Mai funzionato meglio di così, errore quasi banale e degno di una recluta.
Gli regalo un sorriso a metà tra un rimprovero ed un gesto di affetto, dopodiché, senza chiedergli il consenso, sfilo una fiaschetta da una delle tasche della sua giacca, e do un sorso del peggior distillato mai bevuto in vita mia… (fa davvero pietà!) restando poi qualche istante ad osservare il suo viso.

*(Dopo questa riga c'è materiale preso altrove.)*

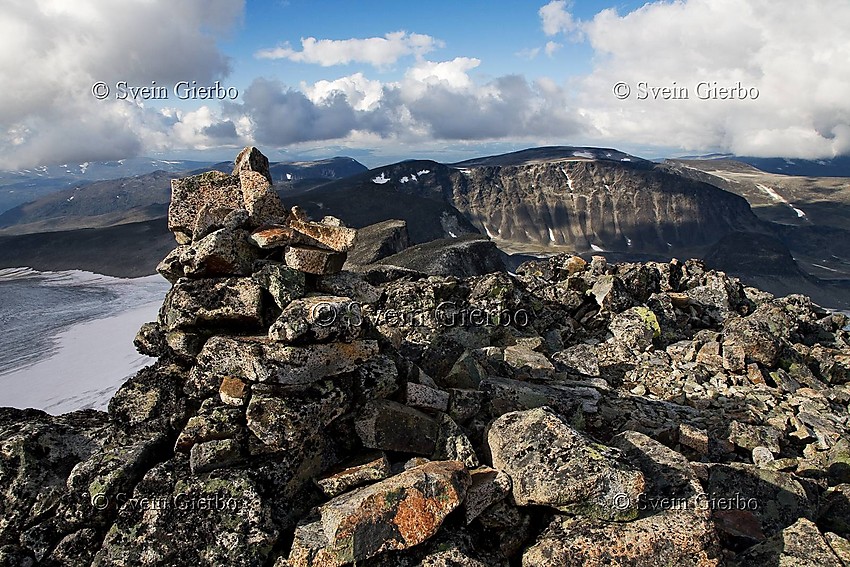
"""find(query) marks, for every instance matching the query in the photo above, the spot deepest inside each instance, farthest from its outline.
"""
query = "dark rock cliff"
(572, 413)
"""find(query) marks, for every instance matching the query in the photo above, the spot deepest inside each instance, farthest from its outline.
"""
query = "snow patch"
(381, 179)
(569, 181)
(93, 359)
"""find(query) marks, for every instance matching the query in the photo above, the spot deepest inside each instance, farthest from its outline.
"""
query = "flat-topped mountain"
(422, 413)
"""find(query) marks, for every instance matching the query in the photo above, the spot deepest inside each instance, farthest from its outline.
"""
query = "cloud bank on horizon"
(790, 64)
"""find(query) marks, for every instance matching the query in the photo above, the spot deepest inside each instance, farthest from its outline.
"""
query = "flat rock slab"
(336, 238)
(663, 539)
(318, 318)
(289, 422)
(391, 426)
(395, 514)
(257, 359)
(370, 468)
(213, 302)
(552, 464)
(798, 545)
(314, 260)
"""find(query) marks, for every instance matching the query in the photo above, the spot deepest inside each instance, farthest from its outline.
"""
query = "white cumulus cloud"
(377, 51)
(795, 58)
(51, 53)
(556, 19)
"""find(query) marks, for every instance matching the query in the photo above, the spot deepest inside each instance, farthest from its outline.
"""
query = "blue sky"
(383, 81)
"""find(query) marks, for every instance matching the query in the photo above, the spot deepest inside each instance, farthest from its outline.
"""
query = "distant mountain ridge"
(831, 167)
(145, 197)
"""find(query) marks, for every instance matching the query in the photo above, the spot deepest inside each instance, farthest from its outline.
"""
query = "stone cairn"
(572, 413)
(285, 368)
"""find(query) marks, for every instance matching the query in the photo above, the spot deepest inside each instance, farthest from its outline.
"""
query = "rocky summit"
(571, 413)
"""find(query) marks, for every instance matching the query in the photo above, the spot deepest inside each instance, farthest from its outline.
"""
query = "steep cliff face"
(585, 204)
(577, 203)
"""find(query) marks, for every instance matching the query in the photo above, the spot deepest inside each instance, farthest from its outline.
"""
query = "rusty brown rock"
(395, 514)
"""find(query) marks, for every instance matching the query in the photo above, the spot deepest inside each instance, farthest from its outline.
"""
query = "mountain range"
(785, 233)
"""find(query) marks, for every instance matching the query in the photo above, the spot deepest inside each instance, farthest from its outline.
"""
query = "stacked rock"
(572, 413)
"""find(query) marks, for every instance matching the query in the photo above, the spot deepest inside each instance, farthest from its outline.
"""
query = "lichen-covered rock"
(225, 252)
(150, 340)
(38, 453)
(212, 422)
(529, 364)
(552, 464)
(216, 454)
(219, 302)
(426, 397)
(284, 284)
(775, 498)
(488, 486)
(211, 218)
(635, 328)
(798, 545)
(314, 260)
(173, 518)
(579, 358)
(611, 294)
(319, 318)
(260, 199)
(453, 444)
(390, 426)
(366, 469)
(349, 284)
(272, 237)
(336, 238)
(257, 359)
(394, 514)
(288, 420)
(664, 539)
(190, 194)
(834, 513)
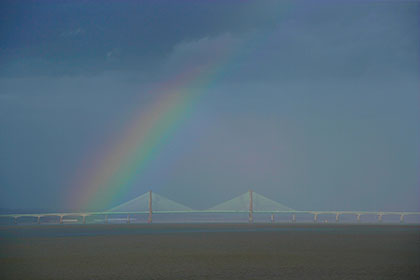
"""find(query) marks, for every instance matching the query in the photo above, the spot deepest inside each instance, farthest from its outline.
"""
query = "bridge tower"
(251, 205)
(149, 220)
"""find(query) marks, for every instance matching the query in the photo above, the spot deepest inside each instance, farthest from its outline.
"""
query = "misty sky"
(317, 106)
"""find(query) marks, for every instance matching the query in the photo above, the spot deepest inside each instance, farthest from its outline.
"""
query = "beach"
(210, 251)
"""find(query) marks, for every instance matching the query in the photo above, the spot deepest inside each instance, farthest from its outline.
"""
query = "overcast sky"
(316, 106)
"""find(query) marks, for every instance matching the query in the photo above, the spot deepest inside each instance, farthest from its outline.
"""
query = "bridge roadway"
(293, 213)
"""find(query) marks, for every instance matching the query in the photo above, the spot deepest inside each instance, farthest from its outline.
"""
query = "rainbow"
(114, 168)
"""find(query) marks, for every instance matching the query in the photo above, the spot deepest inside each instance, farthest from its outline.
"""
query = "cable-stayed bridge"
(250, 203)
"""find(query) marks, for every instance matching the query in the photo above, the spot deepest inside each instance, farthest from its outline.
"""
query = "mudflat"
(210, 251)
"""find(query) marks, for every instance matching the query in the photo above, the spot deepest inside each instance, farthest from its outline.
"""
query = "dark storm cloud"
(50, 37)
(316, 106)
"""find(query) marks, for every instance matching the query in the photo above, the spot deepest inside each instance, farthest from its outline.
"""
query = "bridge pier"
(251, 217)
(149, 219)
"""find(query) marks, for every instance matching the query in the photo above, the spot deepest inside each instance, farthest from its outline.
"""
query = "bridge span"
(249, 203)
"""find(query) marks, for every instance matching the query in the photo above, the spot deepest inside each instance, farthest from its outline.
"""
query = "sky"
(314, 104)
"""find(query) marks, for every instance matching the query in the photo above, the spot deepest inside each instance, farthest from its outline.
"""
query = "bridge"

“Abbiamo qualche possibilità di farcela?”

Non so cosa rispondere.
Mi guardo attorno e sono proprio tutti lì, tutte le persone per me davvero importanti sono all’interno dei confini di questo accampamento.
Molti di loro non hanno nemmeno idea dell’amore incondizionato che provo per loro.
Molti di loro non hanno nemmeno idea che sarei disposto a fare qualsiasi cosa per loro.
Per alcuni di loro non sono quasi niente, sono solo poco più che un capo, ma sarei disposto a bruciare all’inferno per l’eternità se solo esistesse e se solo bastasse per poterli salvare.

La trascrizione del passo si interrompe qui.